Mariano, vestido con su inconfundible camiseta interior de tirantes y unos calzones de tela, lo examinó con la mirada.

—¿Va todo bien?

—¿Qué podría ir mal? —respondió, y sus miradas se cruzaron. Era extraño convivir con ese padre que nunca había tenido realmente; con ese compañero de piso al que no había conocido durante sus años de universidad. Era extraño convivir con Mariano, un hombre de apariencia sencilla que había formado parte de uno de los comandos de inteligencia más peligrosos del país—. Haré café.

Se puso unos vaqueros y una camisa sin abotonar, dejando al aire su torso atlético y trabajado, y se dirigió a la cocina.

Al comprobar la nevera, vio que estaba vacía. Después abrió el armario de la despensa y encontró un paquete de café y una máquina italiana antigua. Aquello serviría. Montó la cafetera y la puso en la vitrocerámica cuando escuchó el agua de la ducha. Después regresó a su habitación para leer, una vez más, el informe sobre ese hombre y encontró la puerta del dormitorio de Mariano abierta.

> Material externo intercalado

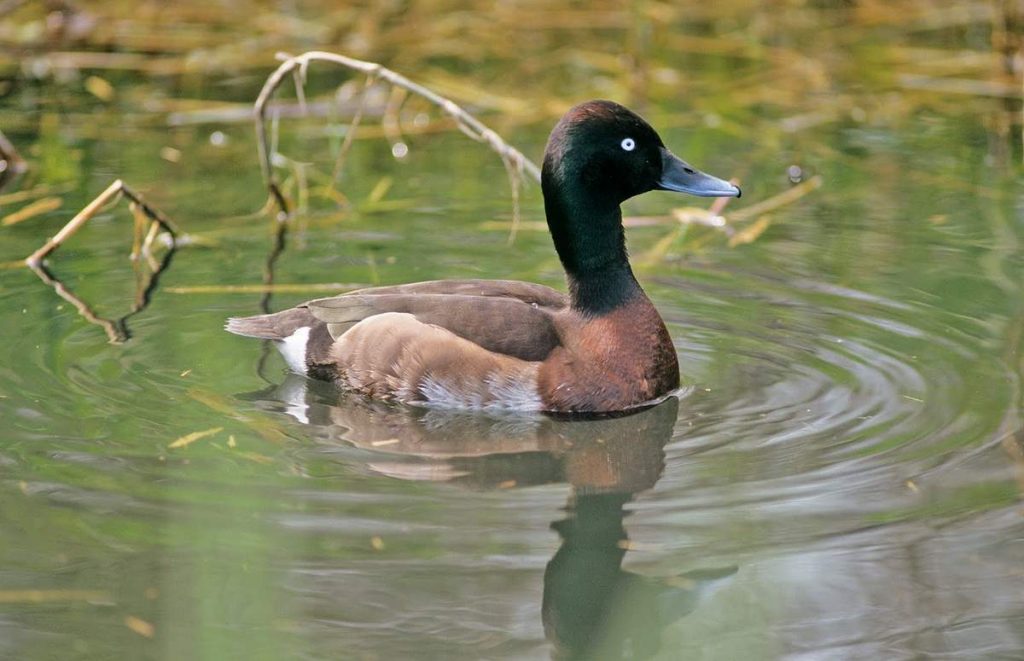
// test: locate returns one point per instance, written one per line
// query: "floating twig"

Sobre la mesilla de noche descansaba el teléfono móvil.

La imagen de la ingeniera explotó en su cabeza como una pompa de jabón. Quizá Mariano supiera dónde se encontraba. Tal vez solo intentara protegerle de ella, se cuestionó.

Tentado por usar el aparato, sintió que el agua de la ducha se cortó.

Acto seguido, regresó a la cocina y esperó a que saliera el café.

Mariano apareció por la puerta.

—Hoy nos espera un gran día.

—Es sábado. ¿Qué pasa hoy? ¿Vamos a ir al Prado?

El chófer sonrió.

—Mucho mejor. Vamos a encontrarnos con Sans.